The present special issue on ‘suicide risk and mental disorders’ reflects several aspects of prediction, including ethnicity/immigrant status, adverse childhood experiences, severity of depression and comorbidity of mental disorders. Other papers deal with internet addiction [19], risk of suicide in type 2 diabetes [20], and risk factors for suicidal ideation in rural and urban areas [21]. Suicide risk is multi-factorial and the stress (mental illness)—diatheses (tendency to experience suicidal ideation and act on suicidal feelings) model is applicable, with several examples of the latter described in the present special issue.

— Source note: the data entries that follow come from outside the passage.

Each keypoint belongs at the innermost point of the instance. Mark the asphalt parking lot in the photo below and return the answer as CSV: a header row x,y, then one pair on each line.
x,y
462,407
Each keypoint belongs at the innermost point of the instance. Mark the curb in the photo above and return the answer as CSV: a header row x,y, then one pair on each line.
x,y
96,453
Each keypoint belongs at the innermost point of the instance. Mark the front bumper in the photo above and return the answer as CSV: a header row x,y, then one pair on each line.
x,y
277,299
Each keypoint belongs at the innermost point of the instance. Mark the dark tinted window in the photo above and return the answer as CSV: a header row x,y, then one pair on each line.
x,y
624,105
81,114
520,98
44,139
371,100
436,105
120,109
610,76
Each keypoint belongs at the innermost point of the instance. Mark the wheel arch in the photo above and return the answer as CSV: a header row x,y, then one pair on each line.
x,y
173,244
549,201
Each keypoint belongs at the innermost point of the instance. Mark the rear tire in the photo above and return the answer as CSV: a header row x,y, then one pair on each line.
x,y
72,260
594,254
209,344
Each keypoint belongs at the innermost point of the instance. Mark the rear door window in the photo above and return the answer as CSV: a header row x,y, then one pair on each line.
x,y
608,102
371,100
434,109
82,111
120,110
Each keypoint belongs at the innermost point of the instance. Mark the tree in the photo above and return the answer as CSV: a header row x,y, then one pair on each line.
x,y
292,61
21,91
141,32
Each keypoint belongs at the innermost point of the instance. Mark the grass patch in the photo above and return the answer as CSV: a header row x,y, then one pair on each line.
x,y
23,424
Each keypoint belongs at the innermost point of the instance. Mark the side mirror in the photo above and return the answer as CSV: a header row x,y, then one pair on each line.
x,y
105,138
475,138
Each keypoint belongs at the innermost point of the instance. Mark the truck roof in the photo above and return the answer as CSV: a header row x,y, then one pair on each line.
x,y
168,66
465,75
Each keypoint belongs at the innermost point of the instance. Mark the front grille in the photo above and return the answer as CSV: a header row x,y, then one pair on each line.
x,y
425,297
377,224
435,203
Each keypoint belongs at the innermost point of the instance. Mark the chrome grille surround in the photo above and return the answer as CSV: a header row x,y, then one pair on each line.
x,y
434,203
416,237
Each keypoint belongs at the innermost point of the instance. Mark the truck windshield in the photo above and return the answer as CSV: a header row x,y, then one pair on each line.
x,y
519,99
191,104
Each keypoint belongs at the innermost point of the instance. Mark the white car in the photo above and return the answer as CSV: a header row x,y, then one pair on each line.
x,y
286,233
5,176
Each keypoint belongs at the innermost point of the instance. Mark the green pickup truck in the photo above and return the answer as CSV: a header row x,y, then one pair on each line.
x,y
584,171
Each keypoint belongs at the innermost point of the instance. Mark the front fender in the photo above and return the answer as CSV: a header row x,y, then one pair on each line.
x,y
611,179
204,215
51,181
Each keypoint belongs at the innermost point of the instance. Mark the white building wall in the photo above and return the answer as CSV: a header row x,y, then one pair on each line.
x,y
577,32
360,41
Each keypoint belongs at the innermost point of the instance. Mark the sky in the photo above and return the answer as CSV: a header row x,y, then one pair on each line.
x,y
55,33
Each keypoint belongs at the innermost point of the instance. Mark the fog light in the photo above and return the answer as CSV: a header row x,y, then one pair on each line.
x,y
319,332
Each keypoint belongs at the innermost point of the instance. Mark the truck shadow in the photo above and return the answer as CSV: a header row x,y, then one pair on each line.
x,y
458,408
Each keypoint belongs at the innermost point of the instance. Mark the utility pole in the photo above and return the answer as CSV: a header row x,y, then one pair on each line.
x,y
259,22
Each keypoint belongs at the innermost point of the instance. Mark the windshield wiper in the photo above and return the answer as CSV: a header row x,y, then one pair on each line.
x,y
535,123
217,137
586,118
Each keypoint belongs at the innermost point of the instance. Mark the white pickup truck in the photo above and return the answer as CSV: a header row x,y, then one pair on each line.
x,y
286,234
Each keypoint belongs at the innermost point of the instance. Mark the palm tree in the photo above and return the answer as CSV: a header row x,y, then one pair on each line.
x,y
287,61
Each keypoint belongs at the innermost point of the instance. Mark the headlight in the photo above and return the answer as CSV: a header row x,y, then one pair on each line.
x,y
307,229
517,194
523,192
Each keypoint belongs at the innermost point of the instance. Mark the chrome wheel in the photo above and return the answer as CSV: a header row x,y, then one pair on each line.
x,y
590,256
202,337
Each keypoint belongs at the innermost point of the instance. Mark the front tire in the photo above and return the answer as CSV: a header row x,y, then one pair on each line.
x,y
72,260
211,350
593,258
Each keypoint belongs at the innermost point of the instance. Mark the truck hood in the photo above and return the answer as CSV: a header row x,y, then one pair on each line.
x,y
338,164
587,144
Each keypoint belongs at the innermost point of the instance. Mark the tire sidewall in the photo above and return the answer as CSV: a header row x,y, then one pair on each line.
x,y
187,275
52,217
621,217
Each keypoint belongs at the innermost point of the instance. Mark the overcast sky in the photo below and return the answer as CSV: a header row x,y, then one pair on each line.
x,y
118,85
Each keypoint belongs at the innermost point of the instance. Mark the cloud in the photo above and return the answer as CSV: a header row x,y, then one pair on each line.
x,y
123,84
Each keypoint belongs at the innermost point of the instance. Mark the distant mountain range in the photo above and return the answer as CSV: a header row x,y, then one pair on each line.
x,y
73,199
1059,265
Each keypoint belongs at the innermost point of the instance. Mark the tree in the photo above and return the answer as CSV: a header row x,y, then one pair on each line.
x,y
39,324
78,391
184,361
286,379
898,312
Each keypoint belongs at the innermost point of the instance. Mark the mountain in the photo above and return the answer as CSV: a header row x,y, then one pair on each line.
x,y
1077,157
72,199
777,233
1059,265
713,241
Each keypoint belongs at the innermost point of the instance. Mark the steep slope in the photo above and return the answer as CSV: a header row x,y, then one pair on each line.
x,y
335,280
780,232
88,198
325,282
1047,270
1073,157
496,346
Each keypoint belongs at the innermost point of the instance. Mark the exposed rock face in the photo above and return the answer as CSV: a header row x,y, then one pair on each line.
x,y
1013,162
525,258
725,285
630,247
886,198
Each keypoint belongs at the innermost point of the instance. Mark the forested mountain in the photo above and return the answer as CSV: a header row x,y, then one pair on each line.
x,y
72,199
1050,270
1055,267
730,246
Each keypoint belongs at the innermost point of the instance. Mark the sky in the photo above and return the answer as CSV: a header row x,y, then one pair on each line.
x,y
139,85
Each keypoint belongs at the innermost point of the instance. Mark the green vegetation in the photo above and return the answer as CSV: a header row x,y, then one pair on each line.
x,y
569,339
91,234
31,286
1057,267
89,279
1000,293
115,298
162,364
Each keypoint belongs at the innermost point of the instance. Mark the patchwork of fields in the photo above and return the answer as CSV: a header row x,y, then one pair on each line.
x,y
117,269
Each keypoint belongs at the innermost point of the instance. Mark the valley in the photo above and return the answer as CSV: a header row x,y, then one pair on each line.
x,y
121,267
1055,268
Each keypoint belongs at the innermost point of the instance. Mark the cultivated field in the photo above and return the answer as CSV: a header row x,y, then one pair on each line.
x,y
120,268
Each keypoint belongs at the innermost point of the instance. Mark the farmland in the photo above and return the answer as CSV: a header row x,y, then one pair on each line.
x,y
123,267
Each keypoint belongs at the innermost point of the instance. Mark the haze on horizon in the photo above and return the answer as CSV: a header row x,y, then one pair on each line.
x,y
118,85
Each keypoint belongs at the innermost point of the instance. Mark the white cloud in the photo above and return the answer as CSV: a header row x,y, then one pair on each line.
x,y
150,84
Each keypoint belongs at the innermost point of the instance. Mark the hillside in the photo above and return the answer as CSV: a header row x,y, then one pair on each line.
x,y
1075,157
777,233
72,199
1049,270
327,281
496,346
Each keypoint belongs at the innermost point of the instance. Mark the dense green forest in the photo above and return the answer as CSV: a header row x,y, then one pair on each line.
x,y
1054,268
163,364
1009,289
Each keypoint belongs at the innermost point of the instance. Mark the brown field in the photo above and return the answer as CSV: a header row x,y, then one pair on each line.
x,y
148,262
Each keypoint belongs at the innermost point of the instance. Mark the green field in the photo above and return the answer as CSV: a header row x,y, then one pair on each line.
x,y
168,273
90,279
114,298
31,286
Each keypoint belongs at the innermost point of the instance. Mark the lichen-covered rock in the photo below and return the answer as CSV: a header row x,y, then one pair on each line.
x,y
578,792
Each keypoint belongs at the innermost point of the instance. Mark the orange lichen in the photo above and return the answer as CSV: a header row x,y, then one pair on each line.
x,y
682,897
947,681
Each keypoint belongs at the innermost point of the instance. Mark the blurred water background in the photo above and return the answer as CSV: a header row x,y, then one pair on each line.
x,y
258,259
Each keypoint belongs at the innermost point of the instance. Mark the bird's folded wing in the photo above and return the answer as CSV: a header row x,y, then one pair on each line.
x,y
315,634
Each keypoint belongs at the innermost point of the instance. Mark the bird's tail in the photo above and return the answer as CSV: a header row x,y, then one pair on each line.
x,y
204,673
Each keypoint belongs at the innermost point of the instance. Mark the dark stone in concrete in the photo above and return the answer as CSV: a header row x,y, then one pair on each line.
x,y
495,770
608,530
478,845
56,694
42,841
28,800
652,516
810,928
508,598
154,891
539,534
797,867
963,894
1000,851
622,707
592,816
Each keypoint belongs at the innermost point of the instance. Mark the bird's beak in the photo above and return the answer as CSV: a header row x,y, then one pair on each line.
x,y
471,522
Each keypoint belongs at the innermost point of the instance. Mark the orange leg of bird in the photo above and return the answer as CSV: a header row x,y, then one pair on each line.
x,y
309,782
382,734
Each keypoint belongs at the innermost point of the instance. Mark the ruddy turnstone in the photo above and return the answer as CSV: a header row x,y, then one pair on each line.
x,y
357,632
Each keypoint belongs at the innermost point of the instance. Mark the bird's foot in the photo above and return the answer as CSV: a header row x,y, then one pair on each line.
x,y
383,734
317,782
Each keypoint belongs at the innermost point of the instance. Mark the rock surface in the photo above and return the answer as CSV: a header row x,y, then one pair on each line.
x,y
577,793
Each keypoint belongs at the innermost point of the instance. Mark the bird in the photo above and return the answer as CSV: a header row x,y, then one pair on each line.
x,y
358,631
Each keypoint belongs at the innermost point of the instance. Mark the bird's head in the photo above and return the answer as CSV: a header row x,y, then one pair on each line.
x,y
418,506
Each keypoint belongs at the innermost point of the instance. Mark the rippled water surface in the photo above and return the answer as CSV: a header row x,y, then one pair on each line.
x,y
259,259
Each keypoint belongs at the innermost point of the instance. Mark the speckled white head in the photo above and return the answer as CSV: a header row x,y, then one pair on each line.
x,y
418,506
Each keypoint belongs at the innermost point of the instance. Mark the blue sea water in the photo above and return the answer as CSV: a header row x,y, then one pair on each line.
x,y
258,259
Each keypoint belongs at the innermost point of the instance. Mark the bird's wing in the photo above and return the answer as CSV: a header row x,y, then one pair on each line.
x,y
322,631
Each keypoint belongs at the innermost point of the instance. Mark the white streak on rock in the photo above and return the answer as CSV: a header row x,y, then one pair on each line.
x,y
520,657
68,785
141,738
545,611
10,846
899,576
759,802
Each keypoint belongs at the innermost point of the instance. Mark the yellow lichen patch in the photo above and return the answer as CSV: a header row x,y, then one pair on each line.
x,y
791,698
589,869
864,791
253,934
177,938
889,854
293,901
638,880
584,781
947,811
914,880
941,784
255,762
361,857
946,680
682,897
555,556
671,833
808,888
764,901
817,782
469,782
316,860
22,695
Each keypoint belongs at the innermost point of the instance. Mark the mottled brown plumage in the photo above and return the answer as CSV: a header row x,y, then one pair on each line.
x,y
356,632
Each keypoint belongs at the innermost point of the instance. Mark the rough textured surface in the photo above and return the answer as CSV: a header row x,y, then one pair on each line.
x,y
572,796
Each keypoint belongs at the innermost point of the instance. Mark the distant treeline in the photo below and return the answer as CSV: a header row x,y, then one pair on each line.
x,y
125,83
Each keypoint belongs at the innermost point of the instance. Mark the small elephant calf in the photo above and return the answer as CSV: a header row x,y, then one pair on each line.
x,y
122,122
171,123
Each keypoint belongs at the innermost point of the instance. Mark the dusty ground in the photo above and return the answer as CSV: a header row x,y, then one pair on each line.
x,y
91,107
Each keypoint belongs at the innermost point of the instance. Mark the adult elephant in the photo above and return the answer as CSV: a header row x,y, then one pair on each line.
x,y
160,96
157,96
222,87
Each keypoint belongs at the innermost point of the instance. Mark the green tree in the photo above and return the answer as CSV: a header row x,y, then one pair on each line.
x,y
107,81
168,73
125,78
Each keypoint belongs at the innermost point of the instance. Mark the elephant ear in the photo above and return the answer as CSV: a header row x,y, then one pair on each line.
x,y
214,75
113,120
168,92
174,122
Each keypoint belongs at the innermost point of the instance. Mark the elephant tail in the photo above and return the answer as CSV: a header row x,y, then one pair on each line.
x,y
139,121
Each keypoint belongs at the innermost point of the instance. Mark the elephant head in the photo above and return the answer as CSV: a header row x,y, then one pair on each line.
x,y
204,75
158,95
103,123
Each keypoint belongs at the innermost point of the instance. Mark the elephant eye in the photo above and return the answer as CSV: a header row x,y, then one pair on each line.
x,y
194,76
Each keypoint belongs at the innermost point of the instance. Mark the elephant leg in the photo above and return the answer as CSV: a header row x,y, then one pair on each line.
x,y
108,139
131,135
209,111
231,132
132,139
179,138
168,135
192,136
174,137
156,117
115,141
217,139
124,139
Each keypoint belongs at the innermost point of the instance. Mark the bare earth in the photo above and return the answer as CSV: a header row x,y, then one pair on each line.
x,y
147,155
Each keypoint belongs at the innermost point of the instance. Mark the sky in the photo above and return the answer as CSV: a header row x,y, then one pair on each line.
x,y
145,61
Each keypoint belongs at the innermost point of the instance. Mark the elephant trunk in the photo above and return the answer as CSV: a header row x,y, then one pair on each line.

Furthermore, other important aspects of suicide risk should be considered, such as disclosure of suicidal ideation, suicide prevention guidelines in mental healthcare institutions, and whether the recommendation of the media reporting of suicide events are followed. One article describes involvement of family members after sentinel events [22], such as suicide death. Finally, ethical issues are discussed. In an era when assisted suicide is tolerated for medical illness, it is vital to remain committed to suicide prevention in mental disorders. The decisional capacity of people with mental illness is distorted, and this illness, as well as suicidal ideation, are often reversible.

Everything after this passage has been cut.